Phil Bredesen met in Knoxville on Tuesday afternoon to discuss his plan to help current and future college students as well as graduates manage student loan debt.
Bredesen, a former Tennessee Governor and 2018 Tennessee Democratic U.S. Senate candidate, visited following the announcement he made on Monday night at the Rotary Club of Nashville to reform the current student loan system.
Bredesen’s proposal rejected the traditional model of student loan repayment, and suggested consolidating student loans into one repayment program overseen by the federal government and educational institutions.
Bredesen explained his vision for a new student loan program is designed to streamline the repayment process of student loans.
“I think the loan program we have today has a lot of failures,” Bredesen said. When gathering funding for college Bredesen said, “student loans are the biggest purchases new students will make. Therefore, I think that making the loan system as clear as possible is, in fact, a responsibility.”
Bredesen presented his idea for a loan program that combines loan debts up to a third of the cost of a student’s institution into one payment plan with obligatory payments for the next 30 years. Bredesen also recommended that the program not be means tested, allowing every student to take advantage of the opportunity.
“I just want to simplify the process… that makes the application very simple,” Bredesen said.
Bredesen described the benefits that a government-controlled student loan program could have.
“Today people typically end up with a multitude of loans, but it is technically possible to combine those, Bredesen said. “There is a huge industry out there making money off students.
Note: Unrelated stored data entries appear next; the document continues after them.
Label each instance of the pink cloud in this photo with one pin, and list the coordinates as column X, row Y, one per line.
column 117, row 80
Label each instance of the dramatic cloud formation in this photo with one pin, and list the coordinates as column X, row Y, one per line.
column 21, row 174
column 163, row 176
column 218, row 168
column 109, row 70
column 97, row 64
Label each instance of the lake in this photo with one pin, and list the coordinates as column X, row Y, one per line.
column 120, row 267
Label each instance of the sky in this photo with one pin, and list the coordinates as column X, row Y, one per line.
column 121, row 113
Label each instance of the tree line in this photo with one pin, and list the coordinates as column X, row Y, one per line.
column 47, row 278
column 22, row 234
If we had a unitary consolidation of loans with a low interest rate and stretched out to as long as 30 years to repay the debt, nobody is going to beat that. That’s going to be the best deal you’re going to get.”
Bredesen expressed hopes of a more flexible, long-lasting student loan program that would parallel students’ benefit from education.
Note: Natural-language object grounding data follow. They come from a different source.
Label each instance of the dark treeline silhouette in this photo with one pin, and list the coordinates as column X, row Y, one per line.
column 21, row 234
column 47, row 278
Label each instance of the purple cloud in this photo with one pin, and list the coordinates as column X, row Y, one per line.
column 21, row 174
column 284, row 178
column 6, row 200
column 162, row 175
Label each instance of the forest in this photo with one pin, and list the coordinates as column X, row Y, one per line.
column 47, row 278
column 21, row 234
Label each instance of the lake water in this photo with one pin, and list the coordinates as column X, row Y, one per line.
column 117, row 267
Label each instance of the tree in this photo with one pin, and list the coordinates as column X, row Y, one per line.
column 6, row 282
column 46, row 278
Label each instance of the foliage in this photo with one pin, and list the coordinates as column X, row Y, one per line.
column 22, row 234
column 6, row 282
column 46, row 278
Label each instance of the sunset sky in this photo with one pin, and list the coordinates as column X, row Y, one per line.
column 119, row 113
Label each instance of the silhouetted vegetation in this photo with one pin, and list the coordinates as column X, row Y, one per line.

“Letting students stretch out their loan payments a bit so that it corresponds more fully to the amount of time that students are going to benefit from the education makes a lot of sense,” Bredesen said.
The timing of Bredesen’s plan to reform the student loan program is a direct response to Congress’s failure to reauthorize the Higher Education Act of 1965. Though the act was scheduled to be reauthorized in 2014, it has still not been reauthorized since 2008.
“I think that the whole student loan program is likely to come up again because it is now four years overdue. I believe the time is right to introduce these changes,” said Bredesen.
When asked if he would consider his plans to be retroactive in order to assist current college students and graduates, Bredesen replied, “I would love to see my plan in action. I want to give every student the option to roll their debt into this plan.”